Tue, 20 Apr 2021

At least 10 rockets targeted a military base in western Iraq that hosts US-led coalition troops on Wednesday, the coalition and the Iraqi military said. The attack came two days before Pope Francis makes a historic visit to Iraq, which the pope said would go ahead as planned.

The rockets struck Ain al-Asad airbase in Anbar province at 7.20am local time, said spokesman Colonel Wayne Marotto.

Later, the Iraqi military released a statement saying the attack did not cause significant losses and that security forces had found the launch pad used for the missiles.

It was the first attack since the US struck Iran-aligned militia targets along the Iraq-Syria border last week that killed one militiaman, stoking fears of a possible repeat of a series of tit-for-tat attacks that escalated last year, culminating in the US-directed drone strike that killed Iran's top security commander, Qassem Soleimani outside the Baghdad airport.

Wednesday's attack targeted the same base where Iran struck with a barrage of missiles in January last year in retaliation for the killing of Soleimani. Dozens of US service members were injured, suffering concussions in that strike.

Pope reiterates he will go to Iraq

The attack came two days before Pope Francis is scheduled to visit Iraq in a much anticipated trip that will include Baghdad, southern Iraq and the northern city of Erbil.

In his weekly prayer address Wednesday, the pope asked for prayers for the trip, the first ever by a Roman Catholic pontiff to Iraq.

"The day after tomorrow, God willing, I will go to Iraq for a three-day pilgrimage. For a long time I have wanted to meet these people who have suffered so much," said the 84-year-old pope.

The pope added that he would be going to Iraq, where his predecessor John Paul II was not allowed to go in 2000, because "the people cannot be let down for a second time".

"The Iraqi people are waiting for us, they were waiting for Saint John Paul II, who was forbidden to go.

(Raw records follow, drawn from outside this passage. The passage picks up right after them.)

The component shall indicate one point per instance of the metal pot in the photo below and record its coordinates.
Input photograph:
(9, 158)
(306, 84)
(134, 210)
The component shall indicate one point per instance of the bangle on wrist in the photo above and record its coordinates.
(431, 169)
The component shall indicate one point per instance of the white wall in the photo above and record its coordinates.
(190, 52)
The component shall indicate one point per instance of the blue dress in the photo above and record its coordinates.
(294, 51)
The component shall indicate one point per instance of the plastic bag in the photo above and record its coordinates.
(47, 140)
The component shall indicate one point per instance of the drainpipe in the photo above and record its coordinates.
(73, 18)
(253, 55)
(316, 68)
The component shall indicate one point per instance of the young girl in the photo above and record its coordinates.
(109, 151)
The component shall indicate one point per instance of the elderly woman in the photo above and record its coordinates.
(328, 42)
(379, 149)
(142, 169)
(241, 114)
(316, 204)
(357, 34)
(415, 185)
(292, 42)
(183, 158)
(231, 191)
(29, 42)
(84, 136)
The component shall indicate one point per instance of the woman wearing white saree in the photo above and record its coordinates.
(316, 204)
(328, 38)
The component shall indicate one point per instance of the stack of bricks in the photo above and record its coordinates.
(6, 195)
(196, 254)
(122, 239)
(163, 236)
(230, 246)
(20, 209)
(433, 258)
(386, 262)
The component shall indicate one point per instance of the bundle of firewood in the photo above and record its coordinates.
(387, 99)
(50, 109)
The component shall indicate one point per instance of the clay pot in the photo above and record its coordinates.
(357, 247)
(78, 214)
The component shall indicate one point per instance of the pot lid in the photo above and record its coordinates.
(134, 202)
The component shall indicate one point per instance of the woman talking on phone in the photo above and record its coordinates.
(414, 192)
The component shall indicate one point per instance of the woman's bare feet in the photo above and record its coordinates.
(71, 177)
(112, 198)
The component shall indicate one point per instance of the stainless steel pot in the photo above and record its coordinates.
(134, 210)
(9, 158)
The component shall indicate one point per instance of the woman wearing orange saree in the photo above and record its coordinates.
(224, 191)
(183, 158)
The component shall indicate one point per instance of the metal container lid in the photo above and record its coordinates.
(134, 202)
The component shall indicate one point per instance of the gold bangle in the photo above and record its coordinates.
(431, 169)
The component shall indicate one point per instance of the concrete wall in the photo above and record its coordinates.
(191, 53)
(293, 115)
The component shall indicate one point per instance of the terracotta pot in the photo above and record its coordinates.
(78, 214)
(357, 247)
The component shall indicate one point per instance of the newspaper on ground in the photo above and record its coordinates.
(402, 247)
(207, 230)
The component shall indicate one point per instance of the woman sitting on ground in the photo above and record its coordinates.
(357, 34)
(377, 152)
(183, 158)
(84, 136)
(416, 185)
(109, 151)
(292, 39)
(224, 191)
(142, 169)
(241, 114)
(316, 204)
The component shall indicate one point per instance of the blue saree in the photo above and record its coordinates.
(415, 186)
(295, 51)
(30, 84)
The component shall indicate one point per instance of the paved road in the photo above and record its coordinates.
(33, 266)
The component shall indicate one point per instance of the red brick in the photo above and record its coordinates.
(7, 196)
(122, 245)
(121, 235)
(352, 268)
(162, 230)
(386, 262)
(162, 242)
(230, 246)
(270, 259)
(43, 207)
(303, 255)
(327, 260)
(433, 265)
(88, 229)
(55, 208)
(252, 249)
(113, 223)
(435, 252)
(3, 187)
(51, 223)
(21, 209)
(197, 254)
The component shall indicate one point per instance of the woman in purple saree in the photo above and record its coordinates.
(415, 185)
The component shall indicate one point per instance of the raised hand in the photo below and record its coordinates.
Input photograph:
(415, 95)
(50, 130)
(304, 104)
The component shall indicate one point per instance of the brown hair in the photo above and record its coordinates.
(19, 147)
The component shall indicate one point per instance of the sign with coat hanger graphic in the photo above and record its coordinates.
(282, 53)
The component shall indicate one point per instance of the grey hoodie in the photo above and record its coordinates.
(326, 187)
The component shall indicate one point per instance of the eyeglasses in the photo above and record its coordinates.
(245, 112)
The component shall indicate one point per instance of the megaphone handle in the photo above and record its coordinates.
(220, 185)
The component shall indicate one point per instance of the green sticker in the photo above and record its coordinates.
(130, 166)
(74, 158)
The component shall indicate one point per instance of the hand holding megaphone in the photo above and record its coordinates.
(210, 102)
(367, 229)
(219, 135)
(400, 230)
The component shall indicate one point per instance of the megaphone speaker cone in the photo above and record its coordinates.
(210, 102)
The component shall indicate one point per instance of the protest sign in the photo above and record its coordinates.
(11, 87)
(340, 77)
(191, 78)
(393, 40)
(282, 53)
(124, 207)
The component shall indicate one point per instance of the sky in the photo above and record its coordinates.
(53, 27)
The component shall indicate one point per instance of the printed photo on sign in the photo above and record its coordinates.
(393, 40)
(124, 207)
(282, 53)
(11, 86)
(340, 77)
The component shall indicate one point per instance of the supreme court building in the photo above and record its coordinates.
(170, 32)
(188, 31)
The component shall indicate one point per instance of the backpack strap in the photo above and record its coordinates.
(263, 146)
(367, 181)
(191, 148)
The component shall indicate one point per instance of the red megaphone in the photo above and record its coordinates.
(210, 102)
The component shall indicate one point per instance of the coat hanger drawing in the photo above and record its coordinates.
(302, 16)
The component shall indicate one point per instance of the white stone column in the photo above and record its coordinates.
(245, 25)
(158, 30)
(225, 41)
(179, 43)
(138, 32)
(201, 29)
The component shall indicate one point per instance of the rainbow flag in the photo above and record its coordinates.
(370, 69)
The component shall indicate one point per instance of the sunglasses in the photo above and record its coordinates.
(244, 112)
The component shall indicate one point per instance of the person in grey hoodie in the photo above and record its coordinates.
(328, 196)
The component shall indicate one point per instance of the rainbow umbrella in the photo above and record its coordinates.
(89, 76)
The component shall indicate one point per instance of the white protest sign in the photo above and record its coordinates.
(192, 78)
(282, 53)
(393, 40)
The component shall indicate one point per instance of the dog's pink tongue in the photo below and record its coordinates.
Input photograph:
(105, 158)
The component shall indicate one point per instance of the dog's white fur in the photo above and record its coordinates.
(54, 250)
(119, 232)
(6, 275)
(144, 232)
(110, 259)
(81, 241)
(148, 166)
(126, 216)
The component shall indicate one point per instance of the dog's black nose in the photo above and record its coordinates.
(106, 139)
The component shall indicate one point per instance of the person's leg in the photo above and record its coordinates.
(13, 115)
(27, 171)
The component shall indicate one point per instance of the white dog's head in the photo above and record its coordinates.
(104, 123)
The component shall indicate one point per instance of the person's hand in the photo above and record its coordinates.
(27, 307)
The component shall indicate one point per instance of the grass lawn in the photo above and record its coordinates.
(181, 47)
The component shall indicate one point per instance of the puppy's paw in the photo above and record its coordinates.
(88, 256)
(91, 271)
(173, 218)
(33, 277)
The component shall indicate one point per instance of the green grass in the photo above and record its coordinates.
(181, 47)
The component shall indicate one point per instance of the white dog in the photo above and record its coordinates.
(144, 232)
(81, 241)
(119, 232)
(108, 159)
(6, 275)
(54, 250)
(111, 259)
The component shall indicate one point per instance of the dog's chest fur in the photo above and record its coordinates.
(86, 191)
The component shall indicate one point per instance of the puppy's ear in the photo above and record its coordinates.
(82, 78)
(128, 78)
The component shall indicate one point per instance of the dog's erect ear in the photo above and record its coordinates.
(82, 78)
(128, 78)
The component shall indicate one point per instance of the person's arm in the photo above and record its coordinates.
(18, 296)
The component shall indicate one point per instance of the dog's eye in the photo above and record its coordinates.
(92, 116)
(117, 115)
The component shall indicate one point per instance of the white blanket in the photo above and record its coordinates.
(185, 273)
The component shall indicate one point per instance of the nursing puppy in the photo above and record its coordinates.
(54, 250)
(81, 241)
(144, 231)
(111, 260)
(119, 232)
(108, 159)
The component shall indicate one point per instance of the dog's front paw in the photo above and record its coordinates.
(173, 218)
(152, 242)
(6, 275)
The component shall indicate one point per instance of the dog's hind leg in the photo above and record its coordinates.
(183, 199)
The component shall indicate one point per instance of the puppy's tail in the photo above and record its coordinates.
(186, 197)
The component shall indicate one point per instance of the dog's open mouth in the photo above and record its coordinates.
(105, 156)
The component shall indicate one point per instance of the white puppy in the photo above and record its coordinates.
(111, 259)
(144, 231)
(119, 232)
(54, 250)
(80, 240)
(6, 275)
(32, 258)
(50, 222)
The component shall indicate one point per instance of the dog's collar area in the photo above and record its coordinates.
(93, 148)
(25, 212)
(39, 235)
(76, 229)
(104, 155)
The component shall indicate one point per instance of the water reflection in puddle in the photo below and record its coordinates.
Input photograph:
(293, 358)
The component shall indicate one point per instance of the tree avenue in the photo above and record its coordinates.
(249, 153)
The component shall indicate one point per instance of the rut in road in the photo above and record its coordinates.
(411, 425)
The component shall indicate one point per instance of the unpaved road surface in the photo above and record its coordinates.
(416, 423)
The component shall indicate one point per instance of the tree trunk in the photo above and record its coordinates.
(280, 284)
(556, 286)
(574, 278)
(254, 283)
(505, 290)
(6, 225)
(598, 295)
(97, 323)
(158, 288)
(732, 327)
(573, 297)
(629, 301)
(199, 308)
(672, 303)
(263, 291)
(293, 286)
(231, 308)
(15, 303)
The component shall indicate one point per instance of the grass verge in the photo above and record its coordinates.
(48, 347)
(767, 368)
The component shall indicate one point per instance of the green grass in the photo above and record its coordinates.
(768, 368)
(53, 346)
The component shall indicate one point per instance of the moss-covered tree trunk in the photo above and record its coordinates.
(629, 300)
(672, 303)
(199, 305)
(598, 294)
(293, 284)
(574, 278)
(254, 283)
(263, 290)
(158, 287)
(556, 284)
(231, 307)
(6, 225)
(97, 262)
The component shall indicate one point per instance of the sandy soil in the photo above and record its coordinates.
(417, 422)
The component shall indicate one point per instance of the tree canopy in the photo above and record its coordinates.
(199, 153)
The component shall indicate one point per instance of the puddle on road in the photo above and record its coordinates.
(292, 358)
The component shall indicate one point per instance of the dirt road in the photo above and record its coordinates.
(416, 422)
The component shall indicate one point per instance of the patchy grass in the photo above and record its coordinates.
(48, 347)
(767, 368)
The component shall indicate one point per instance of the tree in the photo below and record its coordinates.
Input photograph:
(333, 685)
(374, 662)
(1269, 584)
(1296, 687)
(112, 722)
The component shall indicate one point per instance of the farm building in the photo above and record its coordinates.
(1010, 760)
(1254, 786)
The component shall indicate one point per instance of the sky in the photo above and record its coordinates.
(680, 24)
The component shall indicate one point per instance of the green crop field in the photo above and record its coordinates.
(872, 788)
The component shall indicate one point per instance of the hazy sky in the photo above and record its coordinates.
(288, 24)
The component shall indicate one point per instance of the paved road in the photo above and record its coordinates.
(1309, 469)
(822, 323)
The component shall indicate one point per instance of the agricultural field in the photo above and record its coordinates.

One cannot disappoint a people for the second time. Let us pray that this journey will be successful," he said.

He made no mention of Wednesday's attack on the Ain al-Asad airbase.

Domestic, regional tensions

Wednesday's attack came amid rising domestic and regional tensions.

Hardline Iraqi groups have an interest in ramping up the pressure on Prime Minister Mustafa al-Kadhemi following his pledges to rein in rogue militias.

They may also carry a message from Tehran to Washington, which under US President Joe Biden is offering to revive the Iran nuclear deal abandoned by his predecessor Donald Trump in 2018.

Iran is demanding the US lift sanctions immediately, while the US wants Iran to move first by returning to previous nuclear commitments.

Denmark, which also has troops at the base, condemned the attack, saying that coalition forces at Ain al-Asad are there at the invitation of the Iraqi government, helping to bring stability and security to the country.

"Despicable attacks against Ain al-Asad base in #Iraq are completely unacceptable," Danish Foreign Minister Jeppe Kofod tweeted. The Danish armed forces said two Danes, who were in the camp at the time of the attack, are unharmed.